The Bunyaruguru crater lake region is located in Western Uganda, only 26 km south of Fort Portal. Many of the verdant hillsides containing rich black volcanic soils are still farmed using traditional methods producing diverse plants and herbs and a bewildering variety of crops from tea and coffee through pineapples, passion fruits, bananas, mangoes, avocado; to millet, sweet potato, cassava, sorghum, peanuts, yams and hot chilies.
Hikes of varying lengths among the crater lakes can be organised. Depending on your interest and fitness level, the experience can include waterfalls, crater rims, coffee terraces and even banana gin brewing in oil drums.
There are also plenty to see for those fascinated by birds, butterflies, and primates.

Ssese Islands:

This lush archipelago of 84 islands along Lake Victoria’s northwestern shore boat some stunning white-sand beaches and a very slow rhythm. Ssese remains a great place to kick back and read a good book.
There are canoes for hire, but swimming is un-advisable due to risks of bilharzia and the occasional hippo or crocodile. Early in the last century, sleeping sickness hit the islands, which forced the original inhabitants to flee.
People slowly drifted back and most settlement dates from the 1980s. There are few Bassese people anymore and their Lussese language has almost disappeared. Because of the lack of settlement, the islands were largely unspoiled, but things have changed drastically in recent years. Over fishing and massive deforestation to make way for palm oil plantations have taken their toll on the biodiversity of the area.

Sipi Falls

Sitting in the foothills of Mt Elgon and overlooking a vast plain, Sipi Falls is arguably the most beautiful chain of
waterfalls in all of Uganda. There are three levels, and though the smaller two are beautiful, it is the 95m main drop that attracts visitors to this area, and most of Sipi’s lodging looks out over it.It is well worth spending a night or two in this spectacular yet peaceful place whether it is a part of your Uganda tour or in connection with a climb of the nearby volcano.

A network of well-maintained (though often muddy) local trails give you beautiful views of the area and on your way to the bottom of each of the three levels of waterfalls.

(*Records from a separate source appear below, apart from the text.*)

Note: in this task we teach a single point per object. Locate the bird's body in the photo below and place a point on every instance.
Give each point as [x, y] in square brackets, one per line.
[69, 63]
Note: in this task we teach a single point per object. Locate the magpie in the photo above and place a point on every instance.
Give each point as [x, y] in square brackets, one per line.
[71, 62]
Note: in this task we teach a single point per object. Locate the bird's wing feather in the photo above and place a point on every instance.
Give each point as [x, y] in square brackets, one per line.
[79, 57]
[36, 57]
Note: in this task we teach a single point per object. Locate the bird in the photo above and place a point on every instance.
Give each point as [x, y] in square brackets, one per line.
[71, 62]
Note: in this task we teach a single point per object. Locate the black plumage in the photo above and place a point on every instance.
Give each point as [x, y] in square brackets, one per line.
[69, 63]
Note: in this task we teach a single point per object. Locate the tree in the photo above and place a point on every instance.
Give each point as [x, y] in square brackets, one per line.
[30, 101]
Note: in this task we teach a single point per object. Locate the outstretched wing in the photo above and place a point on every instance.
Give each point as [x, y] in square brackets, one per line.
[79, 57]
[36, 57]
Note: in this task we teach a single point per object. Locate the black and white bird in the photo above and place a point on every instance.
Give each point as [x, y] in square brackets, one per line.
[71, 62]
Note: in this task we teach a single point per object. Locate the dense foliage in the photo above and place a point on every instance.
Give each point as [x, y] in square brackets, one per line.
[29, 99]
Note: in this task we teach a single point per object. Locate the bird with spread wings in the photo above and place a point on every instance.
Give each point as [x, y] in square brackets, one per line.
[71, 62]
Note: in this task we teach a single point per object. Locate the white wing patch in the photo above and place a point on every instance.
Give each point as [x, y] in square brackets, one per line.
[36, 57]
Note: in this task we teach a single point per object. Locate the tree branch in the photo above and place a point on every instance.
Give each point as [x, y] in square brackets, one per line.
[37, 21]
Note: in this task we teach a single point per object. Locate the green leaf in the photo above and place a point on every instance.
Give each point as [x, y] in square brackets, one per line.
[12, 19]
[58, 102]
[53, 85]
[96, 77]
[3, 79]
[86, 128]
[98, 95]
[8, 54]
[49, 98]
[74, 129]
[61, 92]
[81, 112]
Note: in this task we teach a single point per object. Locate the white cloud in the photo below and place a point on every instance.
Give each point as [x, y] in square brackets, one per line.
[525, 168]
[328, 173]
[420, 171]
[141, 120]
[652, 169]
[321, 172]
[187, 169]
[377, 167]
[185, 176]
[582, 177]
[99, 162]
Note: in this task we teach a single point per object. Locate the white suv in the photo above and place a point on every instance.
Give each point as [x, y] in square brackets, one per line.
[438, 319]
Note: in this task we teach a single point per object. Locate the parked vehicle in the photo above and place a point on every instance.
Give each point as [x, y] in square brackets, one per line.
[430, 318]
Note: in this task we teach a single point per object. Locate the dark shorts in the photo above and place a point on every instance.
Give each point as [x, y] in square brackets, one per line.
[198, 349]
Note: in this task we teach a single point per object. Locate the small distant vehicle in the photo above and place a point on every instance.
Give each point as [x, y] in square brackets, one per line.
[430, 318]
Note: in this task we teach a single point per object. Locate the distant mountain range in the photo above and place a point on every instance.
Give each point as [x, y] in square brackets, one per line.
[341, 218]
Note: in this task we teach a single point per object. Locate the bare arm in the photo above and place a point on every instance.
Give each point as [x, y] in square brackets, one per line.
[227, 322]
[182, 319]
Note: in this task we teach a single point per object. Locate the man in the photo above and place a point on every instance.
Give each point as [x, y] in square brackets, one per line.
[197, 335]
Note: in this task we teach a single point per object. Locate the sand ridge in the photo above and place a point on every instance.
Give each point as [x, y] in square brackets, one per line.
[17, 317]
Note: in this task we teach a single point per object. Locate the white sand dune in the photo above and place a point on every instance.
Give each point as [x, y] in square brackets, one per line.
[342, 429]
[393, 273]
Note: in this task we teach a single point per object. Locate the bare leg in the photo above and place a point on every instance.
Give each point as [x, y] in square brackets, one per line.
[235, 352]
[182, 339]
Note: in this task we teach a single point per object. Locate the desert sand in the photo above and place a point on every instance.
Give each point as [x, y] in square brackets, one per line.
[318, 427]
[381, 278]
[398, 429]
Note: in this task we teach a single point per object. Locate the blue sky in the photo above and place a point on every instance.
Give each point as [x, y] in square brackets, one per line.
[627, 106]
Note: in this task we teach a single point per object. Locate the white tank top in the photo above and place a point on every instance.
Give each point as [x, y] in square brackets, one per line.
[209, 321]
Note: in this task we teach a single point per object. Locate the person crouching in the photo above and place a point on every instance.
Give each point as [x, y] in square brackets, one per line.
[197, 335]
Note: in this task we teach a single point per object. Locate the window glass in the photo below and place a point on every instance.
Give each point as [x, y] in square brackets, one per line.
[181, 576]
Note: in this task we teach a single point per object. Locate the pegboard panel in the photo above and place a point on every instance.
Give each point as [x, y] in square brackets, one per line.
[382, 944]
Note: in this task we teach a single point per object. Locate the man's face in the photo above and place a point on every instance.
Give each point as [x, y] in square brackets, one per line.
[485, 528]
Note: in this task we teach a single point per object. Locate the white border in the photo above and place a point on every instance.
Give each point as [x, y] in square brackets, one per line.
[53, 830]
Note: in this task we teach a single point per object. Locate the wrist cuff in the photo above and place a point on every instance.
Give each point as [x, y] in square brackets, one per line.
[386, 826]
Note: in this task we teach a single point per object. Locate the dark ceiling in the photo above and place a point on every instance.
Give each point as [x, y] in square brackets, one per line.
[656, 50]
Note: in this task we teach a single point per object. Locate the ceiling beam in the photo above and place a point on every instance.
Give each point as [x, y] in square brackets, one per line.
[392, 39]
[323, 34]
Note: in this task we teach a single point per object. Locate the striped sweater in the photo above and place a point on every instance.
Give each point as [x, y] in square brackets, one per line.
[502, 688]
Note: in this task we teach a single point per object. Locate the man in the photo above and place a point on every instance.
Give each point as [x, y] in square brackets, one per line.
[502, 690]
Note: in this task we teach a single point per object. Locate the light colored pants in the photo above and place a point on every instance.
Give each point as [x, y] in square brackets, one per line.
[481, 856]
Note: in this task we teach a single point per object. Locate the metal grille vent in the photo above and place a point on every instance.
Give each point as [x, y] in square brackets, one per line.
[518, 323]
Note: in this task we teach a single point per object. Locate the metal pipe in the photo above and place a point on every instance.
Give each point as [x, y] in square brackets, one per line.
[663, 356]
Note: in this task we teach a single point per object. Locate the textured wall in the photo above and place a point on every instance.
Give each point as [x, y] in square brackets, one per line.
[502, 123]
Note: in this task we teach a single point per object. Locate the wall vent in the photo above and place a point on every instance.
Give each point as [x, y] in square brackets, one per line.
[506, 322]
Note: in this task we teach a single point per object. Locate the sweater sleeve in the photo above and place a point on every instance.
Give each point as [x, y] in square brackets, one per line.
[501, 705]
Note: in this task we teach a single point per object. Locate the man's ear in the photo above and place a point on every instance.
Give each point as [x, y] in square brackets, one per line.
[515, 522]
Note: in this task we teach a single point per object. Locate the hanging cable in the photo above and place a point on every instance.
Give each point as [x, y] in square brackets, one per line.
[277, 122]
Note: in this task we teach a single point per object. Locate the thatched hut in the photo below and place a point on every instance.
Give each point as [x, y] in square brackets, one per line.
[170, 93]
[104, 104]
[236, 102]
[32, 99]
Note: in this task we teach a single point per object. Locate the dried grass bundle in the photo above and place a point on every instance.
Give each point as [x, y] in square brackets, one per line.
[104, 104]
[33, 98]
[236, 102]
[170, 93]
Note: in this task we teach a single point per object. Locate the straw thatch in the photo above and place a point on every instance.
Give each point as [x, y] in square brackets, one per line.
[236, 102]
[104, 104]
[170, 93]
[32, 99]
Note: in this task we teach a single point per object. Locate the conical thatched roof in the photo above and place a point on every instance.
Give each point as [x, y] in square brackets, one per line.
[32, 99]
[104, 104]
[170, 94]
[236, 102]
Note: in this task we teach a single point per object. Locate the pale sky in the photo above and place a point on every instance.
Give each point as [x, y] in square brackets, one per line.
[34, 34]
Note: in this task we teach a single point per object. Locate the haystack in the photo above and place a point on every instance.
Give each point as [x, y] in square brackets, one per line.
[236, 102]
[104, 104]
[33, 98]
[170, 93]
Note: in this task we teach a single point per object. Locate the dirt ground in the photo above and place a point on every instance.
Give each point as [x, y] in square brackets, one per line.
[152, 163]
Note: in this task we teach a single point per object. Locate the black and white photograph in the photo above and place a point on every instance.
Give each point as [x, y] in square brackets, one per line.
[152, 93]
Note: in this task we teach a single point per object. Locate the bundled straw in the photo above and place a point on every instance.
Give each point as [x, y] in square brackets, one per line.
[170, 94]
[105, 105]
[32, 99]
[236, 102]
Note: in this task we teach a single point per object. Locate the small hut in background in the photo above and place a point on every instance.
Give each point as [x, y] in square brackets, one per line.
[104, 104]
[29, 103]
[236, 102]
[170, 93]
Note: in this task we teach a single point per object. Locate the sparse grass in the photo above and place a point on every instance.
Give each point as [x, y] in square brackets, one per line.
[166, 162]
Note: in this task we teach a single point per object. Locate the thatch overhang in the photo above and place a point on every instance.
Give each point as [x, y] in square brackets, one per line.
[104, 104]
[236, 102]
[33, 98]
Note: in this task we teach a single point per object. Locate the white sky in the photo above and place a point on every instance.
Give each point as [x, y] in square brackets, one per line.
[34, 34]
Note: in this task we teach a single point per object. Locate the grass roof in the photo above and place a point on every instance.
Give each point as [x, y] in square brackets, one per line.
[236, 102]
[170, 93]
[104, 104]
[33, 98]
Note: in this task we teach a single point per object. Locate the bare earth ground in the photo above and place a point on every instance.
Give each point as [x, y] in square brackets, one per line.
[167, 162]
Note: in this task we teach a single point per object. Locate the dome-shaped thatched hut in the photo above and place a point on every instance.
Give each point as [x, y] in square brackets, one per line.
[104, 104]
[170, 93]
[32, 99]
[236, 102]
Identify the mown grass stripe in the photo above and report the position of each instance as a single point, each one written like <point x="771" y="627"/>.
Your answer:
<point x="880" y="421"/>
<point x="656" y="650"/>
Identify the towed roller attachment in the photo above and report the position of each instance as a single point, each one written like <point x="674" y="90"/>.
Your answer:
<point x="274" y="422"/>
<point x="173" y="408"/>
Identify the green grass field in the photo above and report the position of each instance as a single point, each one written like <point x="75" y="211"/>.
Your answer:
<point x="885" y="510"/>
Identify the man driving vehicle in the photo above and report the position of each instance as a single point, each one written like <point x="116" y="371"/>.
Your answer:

It is possible to walk off on your own, but we recommend taking a local guide who can explain the flora and fauna and also negotiate the passage through private property.
Village and forest walks are also possible at Mt Elgon National Park’s Forest Exploration Center nearby, though you will incur the national park fees to hike there.

Thomas Coffee Tours:

Aside from the falls themselves, a highlight to visiting Sipi is a tour that takes you through the entire coffee process at a nearby family farm. You will pick the coffee berries, to de-shell and grind them with a traditional mortar and pestle, and roast them on an open fire, before – the best part – finishing with a fine cup of strong Arabica coffee.